Monday, January 31, 2011


To people living with HIV and AIDS, to the tireless advocates and activists globally, to politicians, case managers, medical providers, drug companies, my fellow Americans.  If I may have your attention…

Most of you may not know me, but someday soon you will.  I’m saying it loudly that my name is Christopher Myron. Last week honored my one year anniversary living with HIV.  One year ago my misinformation of HIV allowed my world to fall apart.  My diagnosis forced me to be an outcast to society.  But, here I am one year later and although in that short period of time I consider myself to be in an emotionally stable frame of mind, there still isn’t a day that I don’t fear for my life.  This fear isn’t from the possibility of passing on from this illness that consumes me.  The fear stems from the views and opinions and tactics us as human beings should otherwise forbid with something as severe as HIV.  The bigotry is what’s keeping HIV alive and every one of us on every level is to blame.

This past weekend I had the privilege to attend the 2011 Emergency ADAP Summit in Fort Lauderdale, Florida, hosted by the ADAP Advocacy Association.  The forum included representatives nationwide from drug companies, nonprofit HIV/ AIDS organizations, case managers, and everyday citizens.  I’m not here to discuss the specifics of the conference, but I will tell you what I got out of it on a personal note.  As a former resident of the sunshine state, and perhaps down the road I will be again, I wanted to attend to see what someone in my shoes can do to help the thousands of Americans on “waitlists” with no access to their medications.  Not to mention I will soon be the newest enroller in the ADAP program in my state.  The good news is that I live in a state that hasn’t yet run out of funding for the government assistance program.  The bad news is that I had a price to pay to get said funding.      
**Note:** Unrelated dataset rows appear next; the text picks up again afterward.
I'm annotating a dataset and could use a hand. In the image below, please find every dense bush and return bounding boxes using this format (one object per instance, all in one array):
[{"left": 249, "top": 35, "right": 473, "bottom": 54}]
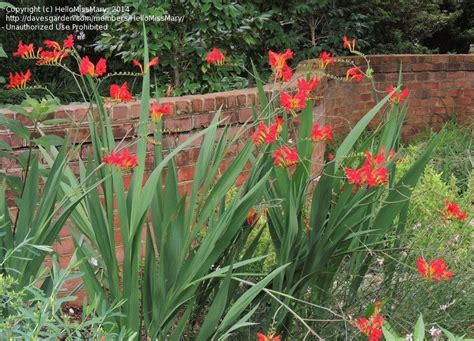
[{"left": 0, "top": 0, "right": 474, "bottom": 102}]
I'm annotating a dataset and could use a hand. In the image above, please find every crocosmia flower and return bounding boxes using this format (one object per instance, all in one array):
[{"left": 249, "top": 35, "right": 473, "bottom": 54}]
[
  {"left": 63, "top": 34, "right": 74, "bottom": 49},
  {"left": 7, "top": 69, "right": 31, "bottom": 89},
  {"left": 385, "top": 86, "right": 410, "bottom": 104},
  {"left": 44, "top": 40, "right": 61, "bottom": 50},
  {"left": 132, "top": 57, "right": 159, "bottom": 73},
  {"left": 346, "top": 66, "right": 364, "bottom": 82},
  {"left": 79, "top": 56, "right": 107, "bottom": 77},
  {"left": 37, "top": 50, "right": 69, "bottom": 65},
  {"left": 257, "top": 333, "right": 280, "bottom": 341},
  {"left": 102, "top": 149, "right": 138, "bottom": 169},
  {"left": 206, "top": 47, "right": 225, "bottom": 65},
  {"left": 252, "top": 117, "right": 284, "bottom": 147},
  {"left": 110, "top": 82, "right": 133, "bottom": 103},
  {"left": 319, "top": 51, "right": 336, "bottom": 70},
  {"left": 13, "top": 40, "right": 36, "bottom": 58},
  {"left": 342, "top": 36, "right": 356, "bottom": 52},
  {"left": 280, "top": 91, "right": 307, "bottom": 111},
  {"left": 273, "top": 146, "right": 298, "bottom": 168},
  {"left": 268, "top": 49, "right": 293, "bottom": 82},
  {"left": 442, "top": 199, "right": 467, "bottom": 221},
  {"left": 150, "top": 102, "right": 172, "bottom": 122},
  {"left": 353, "top": 301, "right": 384, "bottom": 341},
  {"left": 296, "top": 77, "right": 319, "bottom": 94},
  {"left": 416, "top": 257, "right": 453, "bottom": 281},
  {"left": 344, "top": 148, "right": 394, "bottom": 188},
  {"left": 311, "top": 123, "right": 332, "bottom": 142}
]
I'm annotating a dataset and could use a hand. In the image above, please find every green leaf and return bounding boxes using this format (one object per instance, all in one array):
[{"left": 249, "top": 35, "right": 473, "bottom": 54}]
[
  {"left": 413, "top": 314, "right": 425, "bottom": 341},
  {"left": 34, "top": 135, "right": 64, "bottom": 147}
]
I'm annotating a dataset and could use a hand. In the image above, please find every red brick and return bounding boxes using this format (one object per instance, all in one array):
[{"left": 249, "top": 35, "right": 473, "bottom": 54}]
[
  {"left": 226, "top": 95, "right": 237, "bottom": 108},
  {"left": 193, "top": 113, "right": 214, "bottom": 129},
  {"left": 412, "top": 63, "right": 431, "bottom": 72},
  {"left": 237, "top": 94, "right": 247, "bottom": 107},
  {"left": 112, "top": 104, "right": 129, "bottom": 120},
  {"left": 204, "top": 98, "right": 216, "bottom": 111},
  {"left": 176, "top": 101, "right": 191, "bottom": 115},
  {"left": 239, "top": 108, "right": 253, "bottom": 123},
  {"left": 191, "top": 98, "right": 203, "bottom": 113},
  {"left": 164, "top": 116, "right": 193, "bottom": 133}
]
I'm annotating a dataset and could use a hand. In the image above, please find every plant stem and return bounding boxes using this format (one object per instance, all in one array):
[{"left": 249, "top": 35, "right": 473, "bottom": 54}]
[{"left": 12, "top": 121, "right": 38, "bottom": 237}]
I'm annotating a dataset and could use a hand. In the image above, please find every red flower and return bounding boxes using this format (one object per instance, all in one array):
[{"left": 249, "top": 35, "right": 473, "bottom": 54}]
[
  {"left": 7, "top": 69, "right": 31, "bottom": 89},
  {"left": 63, "top": 34, "right": 74, "bottom": 49},
  {"left": 110, "top": 82, "right": 133, "bottom": 103},
  {"left": 150, "top": 102, "right": 172, "bottom": 122},
  {"left": 257, "top": 333, "right": 280, "bottom": 341},
  {"left": 311, "top": 123, "right": 332, "bottom": 142},
  {"left": 273, "top": 146, "right": 298, "bottom": 168},
  {"left": 385, "top": 86, "right": 410, "bottom": 104},
  {"left": 353, "top": 301, "right": 384, "bottom": 341},
  {"left": 297, "top": 77, "right": 319, "bottom": 94},
  {"left": 37, "top": 50, "right": 69, "bottom": 65},
  {"left": 268, "top": 49, "right": 293, "bottom": 69},
  {"left": 268, "top": 49, "right": 293, "bottom": 82},
  {"left": 344, "top": 147, "right": 394, "bottom": 188},
  {"left": 102, "top": 149, "right": 138, "bottom": 169},
  {"left": 132, "top": 57, "right": 159, "bottom": 73},
  {"left": 13, "top": 40, "right": 36, "bottom": 58},
  {"left": 342, "top": 36, "right": 356, "bottom": 52},
  {"left": 280, "top": 91, "right": 306, "bottom": 111},
  {"left": 245, "top": 207, "right": 259, "bottom": 226},
  {"left": 252, "top": 117, "right": 284, "bottom": 147},
  {"left": 416, "top": 257, "right": 453, "bottom": 281},
  {"left": 44, "top": 40, "right": 61, "bottom": 50},
  {"left": 346, "top": 66, "right": 364, "bottom": 82},
  {"left": 442, "top": 199, "right": 467, "bottom": 221},
  {"left": 79, "top": 56, "right": 107, "bottom": 77},
  {"left": 319, "top": 51, "right": 336, "bottom": 70},
  {"left": 206, "top": 47, "right": 225, "bottom": 65}
]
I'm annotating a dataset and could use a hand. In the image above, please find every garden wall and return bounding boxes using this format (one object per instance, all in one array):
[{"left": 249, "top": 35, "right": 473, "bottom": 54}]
[
  {"left": 0, "top": 55, "right": 474, "bottom": 300},
  {"left": 298, "top": 54, "right": 474, "bottom": 140}
]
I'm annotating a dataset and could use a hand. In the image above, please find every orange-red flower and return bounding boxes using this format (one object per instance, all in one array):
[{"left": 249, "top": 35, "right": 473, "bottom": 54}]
[
  {"left": 296, "top": 77, "right": 319, "bottom": 94},
  {"left": 252, "top": 117, "right": 284, "bottom": 147},
  {"left": 37, "top": 50, "right": 69, "bottom": 65},
  {"left": 150, "top": 102, "right": 172, "bottom": 122},
  {"left": 353, "top": 301, "right": 384, "bottom": 341},
  {"left": 206, "top": 47, "right": 225, "bottom": 65},
  {"left": 280, "top": 91, "right": 307, "bottom": 111},
  {"left": 102, "top": 149, "right": 138, "bottom": 169},
  {"left": 344, "top": 148, "right": 394, "bottom": 188},
  {"left": 245, "top": 207, "right": 259, "bottom": 226},
  {"left": 110, "top": 82, "right": 133, "bottom": 103},
  {"left": 319, "top": 51, "right": 336, "bottom": 70},
  {"left": 7, "top": 69, "right": 31, "bottom": 89},
  {"left": 442, "top": 199, "right": 467, "bottom": 221},
  {"left": 416, "top": 257, "right": 453, "bottom": 281},
  {"left": 311, "top": 123, "right": 332, "bottom": 142},
  {"left": 63, "top": 34, "right": 74, "bottom": 49},
  {"left": 385, "top": 86, "right": 410, "bottom": 104},
  {"left": 342, "top": 36, "right": 356, "bottom": 52},
  {"left": 44, "top": 40, "right": 61, "bottom": 50},
  {"left": 257, "top": 333, "right": 280, "bottom": 341},
  {"left": 273, "top": 146, "right": 298, "bottom": 168},
  {"left": 268, "top": 49, "right": 293, "bottom": 82},
  {"left": 79, "top": 56, "right": 107, "bottom": 77},
  {"left": 132, "top": 57, "right": 160, "bottom": 73},
  {"left": 346, "top": 66, "right": 364, "bottom": 82},
  {"left": 13, "top": 40, "right": 36, "bottom": 58}
]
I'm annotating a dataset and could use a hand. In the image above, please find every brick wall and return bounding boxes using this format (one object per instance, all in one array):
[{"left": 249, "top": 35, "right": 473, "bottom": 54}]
[
  {"left": 298, "top": 54, "right": 474, "bottom": 139},
  {"left": 0, "top": 55, "right": 474, "bottom": 300}
]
Let’s back track for a moment.  I’m an example of an under-insured individual.  As if stress and mishap of dealing with an HIV diagnosis alone wasn’t enough, I still have so many other things to consider.  Being HIV positive is a financial burden.  I work two jobs just to survive.  The only insurance I was able to obtain in a sickening economy is through a union position at a job where I am abused.  I deal with it because it is my only source of receiving my medications that keep me alive.  Just to see my specialist and receive my quarterly blood tests I have to attend of a number of unnecessary doctor appointments so I may obtain a referral.  I can overlook this absurdity if I didn’t have to pay for all these treatments out of my own pocket, simply because I disqualify for ADAP in my state by a mere $500.
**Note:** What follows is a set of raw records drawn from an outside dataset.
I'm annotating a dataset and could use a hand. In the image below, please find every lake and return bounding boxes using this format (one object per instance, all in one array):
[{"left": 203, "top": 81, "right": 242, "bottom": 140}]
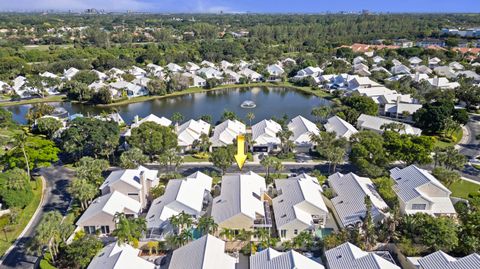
[{"left": 6, "top": 87, "right": 329, "bottom": 124}]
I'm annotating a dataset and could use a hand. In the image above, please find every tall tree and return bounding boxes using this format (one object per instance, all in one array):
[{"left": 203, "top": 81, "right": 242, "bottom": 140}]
[
  {"left": 210, "top": 147, "right": 235, "bottom": 175},
  {"left": 68, "top": 178, "right": 98, "bottom": 210},
  {"left": 128, "top": 122, "right": 178, "bottom": 160}
]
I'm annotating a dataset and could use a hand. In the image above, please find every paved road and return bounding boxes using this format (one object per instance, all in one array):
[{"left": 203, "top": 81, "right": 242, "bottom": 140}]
[
  {"left": 459, "top": 114, "right": 480, "bottom": 159},
  {"left": 0, "top": 166, "right": 73, "bottom": 269},
  {"left": 459, "top": 114, "right": 480, "bottom": 182},
  {"left": 147, "top": 163, "right": 356, "bottom": 176}
]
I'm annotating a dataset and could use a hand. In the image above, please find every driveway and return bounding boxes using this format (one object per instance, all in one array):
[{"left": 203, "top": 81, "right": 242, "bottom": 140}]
[
  {"left": 0, "top": 166, "right": 74, "bottom": 269},
  {"left": 458, "top": 114, "right": 480, "bottom": 159}
]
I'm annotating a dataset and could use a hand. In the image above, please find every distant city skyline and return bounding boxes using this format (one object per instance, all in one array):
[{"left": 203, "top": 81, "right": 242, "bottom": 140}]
[{"left": 0, "top": 0, "right": 480, "bottom": 13}]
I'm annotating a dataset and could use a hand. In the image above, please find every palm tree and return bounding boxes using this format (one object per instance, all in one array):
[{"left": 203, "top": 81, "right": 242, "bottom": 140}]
[
  {"left": 247, "top": 112, "right": 255, "bottom": 128},
  {"left": 311, "top": 106, "right": 332, "bottom": 123},
  {"left": 112, "top": 212, "right": 147, "bottom": 245},
  {"left": 260, "top": 156, "right": 275, "bottom": 179},
  {"left": 197, "top": 216, "right": 218, "bottom": 235},
  {"left": 325, "top": 147, "right": 346, "bottom": 173},
  {"left": 220, "top": 228, "right": 234, "bottom": 241},
  {"left": 168, "top": 215, "right": 181, "bottom": 233},
  {"left": 10, "top": 131, "right": 30, "bottom": 178},
  {"left": 236, "top": 229, "right": 253, "bottom": 241},
  {"left": 172, "top": 112, "right": 184, "bottom": 124},
  {"left": 68, "top": 178, "right": 98, "bottom": 210},
  {"left": 178, "top": 229, "right": 193, "bottom": 246},
  {"left": 277, "top": 128, "right": 293, "bottom": 154},
  {"left": 34, "top": 211, "right": 63, "bottom": 263},
  {"left": 178, "top": 211, "right": 193, "bottom": 229}
]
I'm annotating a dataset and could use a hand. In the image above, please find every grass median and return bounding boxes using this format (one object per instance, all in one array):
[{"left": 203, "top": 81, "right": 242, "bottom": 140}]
[{"left": 0, "top": 178, "right": 43, "bottom": 256}]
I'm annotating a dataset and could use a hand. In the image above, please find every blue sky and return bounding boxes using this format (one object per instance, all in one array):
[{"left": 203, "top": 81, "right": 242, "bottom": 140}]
[{"left": 0, "top": 0, "right": 480, "bottom": 13}]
Being HIV positive I’m prone to fatigue.  Working two jobs results in eating less, lack of a good night’s rest, or exercise the way my body should- all these factors that are imperative for an HIV positive person need to remain in good spirits with to stay healthy.  The only solution to these problems is to leave my job with the limited insurance and give up being a responsible citizen in order to qualify for ADAP.  In turn, I’m forced to give up my home and move back in with my aging parents so I can save a few dollars.  Not only are my dreams and freedoms being slowly taken from me, but now I am risking the chance of being “waitlisted” in my state if they succumb to the same fate as Florida and many other states.  HIV is not easy for anyone to deal with.  Yet, I don’t think it’s fair for it to be an ongoing punishment.  These are a few examples of why I knew early on that I need to do what I can to help the generations to come to make their lives just a bit easier.    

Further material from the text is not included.